In 2018, over 150 000 patients were registered on organ waiting lists in Europe. Although 41 000 patients received a transplant, 48 000 new patients were registered on waiting lists that year. This is the equivalent of nearly six new patients on organ waiting lists every hour. Demand for organ transplantation is increasing all over the world, but there are not enough organs available to meet the need. This shortage is now the limiting factor in treating many patients with chronic organ failure and has led to high numbers of patients on waiting lists. But while so many people are desperate for a transplant, a great many organs are wasted. According to the Human Rights Channel, only 10 % of people on the waiting list received an organ, and 18 people on waiting lists died every day across Europe in 2018.

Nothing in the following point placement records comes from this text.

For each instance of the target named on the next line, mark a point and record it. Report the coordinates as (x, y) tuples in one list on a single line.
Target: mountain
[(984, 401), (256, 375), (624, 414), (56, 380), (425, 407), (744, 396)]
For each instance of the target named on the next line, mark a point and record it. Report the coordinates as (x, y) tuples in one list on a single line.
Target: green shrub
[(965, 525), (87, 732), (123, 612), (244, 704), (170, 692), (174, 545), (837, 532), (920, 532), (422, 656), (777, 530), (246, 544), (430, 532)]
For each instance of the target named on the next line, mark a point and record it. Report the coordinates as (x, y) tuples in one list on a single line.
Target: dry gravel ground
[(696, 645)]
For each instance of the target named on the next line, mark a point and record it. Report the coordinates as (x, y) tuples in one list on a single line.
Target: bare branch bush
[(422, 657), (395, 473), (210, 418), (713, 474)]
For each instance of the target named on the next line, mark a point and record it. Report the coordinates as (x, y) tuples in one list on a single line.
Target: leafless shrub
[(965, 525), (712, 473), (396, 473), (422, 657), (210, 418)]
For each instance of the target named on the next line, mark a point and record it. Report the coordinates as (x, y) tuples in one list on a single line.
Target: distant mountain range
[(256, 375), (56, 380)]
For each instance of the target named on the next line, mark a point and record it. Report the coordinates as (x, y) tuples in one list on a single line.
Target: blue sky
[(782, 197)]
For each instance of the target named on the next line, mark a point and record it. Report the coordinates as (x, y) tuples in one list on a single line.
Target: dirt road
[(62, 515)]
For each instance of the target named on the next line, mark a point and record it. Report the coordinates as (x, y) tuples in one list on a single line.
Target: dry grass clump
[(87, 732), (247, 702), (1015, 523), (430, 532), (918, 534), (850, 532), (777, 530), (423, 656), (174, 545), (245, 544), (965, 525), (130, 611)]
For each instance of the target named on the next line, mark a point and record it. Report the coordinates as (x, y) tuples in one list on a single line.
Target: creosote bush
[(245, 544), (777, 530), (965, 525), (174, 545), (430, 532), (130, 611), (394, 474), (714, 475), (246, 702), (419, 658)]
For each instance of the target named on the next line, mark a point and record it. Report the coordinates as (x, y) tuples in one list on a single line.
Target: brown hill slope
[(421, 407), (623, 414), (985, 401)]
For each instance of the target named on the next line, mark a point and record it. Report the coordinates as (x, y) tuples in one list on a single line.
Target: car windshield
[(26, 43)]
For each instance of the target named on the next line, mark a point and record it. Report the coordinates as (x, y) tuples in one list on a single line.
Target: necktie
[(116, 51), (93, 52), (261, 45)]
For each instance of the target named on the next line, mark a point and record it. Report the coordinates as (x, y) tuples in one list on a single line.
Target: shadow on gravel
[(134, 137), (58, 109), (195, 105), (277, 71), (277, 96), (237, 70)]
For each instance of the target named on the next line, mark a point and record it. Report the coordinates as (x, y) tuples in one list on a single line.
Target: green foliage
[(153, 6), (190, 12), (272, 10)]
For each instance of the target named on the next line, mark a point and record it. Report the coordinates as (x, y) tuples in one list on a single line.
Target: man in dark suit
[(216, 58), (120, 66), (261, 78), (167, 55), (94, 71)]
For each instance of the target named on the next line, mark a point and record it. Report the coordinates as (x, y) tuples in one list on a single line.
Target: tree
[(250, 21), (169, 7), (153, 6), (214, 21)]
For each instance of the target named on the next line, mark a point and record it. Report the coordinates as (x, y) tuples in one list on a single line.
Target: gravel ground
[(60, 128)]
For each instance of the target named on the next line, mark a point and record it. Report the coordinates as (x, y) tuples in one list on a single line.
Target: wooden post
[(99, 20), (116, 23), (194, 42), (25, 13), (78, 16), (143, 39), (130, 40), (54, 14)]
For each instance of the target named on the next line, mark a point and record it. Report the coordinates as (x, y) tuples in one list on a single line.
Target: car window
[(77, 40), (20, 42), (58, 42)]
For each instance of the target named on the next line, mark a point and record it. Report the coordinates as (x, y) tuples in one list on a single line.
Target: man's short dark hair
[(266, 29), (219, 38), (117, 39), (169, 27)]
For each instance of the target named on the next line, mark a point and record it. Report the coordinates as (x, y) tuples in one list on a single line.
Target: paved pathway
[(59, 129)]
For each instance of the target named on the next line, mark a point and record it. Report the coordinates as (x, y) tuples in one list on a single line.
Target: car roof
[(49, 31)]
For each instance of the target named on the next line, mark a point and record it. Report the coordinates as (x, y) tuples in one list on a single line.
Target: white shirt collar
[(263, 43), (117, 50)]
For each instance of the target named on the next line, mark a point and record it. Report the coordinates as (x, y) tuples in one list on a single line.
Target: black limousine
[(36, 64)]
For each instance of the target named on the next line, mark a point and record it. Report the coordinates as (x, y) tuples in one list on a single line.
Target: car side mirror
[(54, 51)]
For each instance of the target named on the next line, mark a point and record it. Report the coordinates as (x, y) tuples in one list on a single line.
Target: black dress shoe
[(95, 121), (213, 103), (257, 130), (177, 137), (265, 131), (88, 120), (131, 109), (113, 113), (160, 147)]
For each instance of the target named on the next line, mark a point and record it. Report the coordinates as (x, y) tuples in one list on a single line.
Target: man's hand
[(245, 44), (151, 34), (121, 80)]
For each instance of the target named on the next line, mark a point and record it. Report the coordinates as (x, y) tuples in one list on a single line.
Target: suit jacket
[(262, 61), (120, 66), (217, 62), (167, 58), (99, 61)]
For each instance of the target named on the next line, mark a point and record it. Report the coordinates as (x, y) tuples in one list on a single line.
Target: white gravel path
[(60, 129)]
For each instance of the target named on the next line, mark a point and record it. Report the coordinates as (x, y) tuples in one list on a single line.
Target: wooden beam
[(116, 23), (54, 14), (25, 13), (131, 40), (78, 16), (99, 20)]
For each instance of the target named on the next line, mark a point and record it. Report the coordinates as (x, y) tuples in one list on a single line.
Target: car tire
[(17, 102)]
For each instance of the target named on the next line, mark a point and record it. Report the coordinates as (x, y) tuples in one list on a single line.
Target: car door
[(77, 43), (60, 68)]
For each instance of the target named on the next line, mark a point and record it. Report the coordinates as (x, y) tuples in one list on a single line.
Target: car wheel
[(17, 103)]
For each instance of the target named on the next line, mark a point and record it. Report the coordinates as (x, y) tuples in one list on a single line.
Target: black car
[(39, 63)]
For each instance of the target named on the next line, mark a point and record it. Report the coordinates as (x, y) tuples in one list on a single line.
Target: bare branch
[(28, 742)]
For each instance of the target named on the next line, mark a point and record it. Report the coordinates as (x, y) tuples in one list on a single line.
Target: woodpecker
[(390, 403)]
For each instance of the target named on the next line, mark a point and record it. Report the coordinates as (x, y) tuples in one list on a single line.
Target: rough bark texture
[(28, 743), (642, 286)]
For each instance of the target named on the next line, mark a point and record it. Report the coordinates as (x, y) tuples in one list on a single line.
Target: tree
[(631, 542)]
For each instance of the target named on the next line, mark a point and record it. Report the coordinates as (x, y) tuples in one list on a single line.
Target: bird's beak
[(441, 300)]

The challenge of getting organs from donors to recipients

One key problem is the window of opportunity between procurement and implant. Preservation techniques have improved, but the necessity of getting most types of organs from donor to patient within 24 hours means, all too often, time runs out. With the number of donated organs far fewer than needed, the loss of any has devastating consequences. The ELAPHARMA project, hosted by ElaPharma Ltd has come up with a new solution which, in the future, might help to preserve organs for longer. “We have addressed a fundamental challenge in the field of organ transplantation: extending the period during which an organ can be kept alive after its removal, by preventing cellular injury through inhibition of necrotic cell death,” explains Roi Paul Nathan, project coordinator and CEO of ElaPharma Ltd, based in Israel. “The cellular viability of organs flushed with ElaPharma’s innovation is much higher. This equates to better patient outcomes after transplantation,” says Nathan.

Interrupting the pathways that lead to necrosis

The company has been involved in the development of anti-necrosis technology for the last 4 years. Necrosis consists of a cascade of cellular and molecular events that ultimately leads to cell death of major human organs. Nathan explains: “ElaPharma’s unique technology is nothing less than a paradigm shift. Current solutions are working to slow down extracorporeal ischaemic and hypoxic damage. Our novel technology is addressing the cellular necrosis pathway. We target the cellular injury that leads to cell death and organ failure using molecules that inhibit necrosis.” The team has spent 15 years identifying the key proteolytic enzymes involved in the necrosis process. To do so, they used various biochemical approaches, enzymatic assays and siRNA library screening. They found molecules that selectively inhibit the enzyme activation so delaying cell death. The team went on to identify optimal candidates for therapeutic purposes. ElaPharma further checked the active molecules, in in vivo models, for acute myocardial infarction. “Based on the positive results obtained for necrosis inhibition, we have developed new series of molecules and tested them for preservation capabilities using different methods. The most active molecule was chosen for further development of the organ preservation solution.” The project is now pursuing ways in which their process can be used in clinical environments.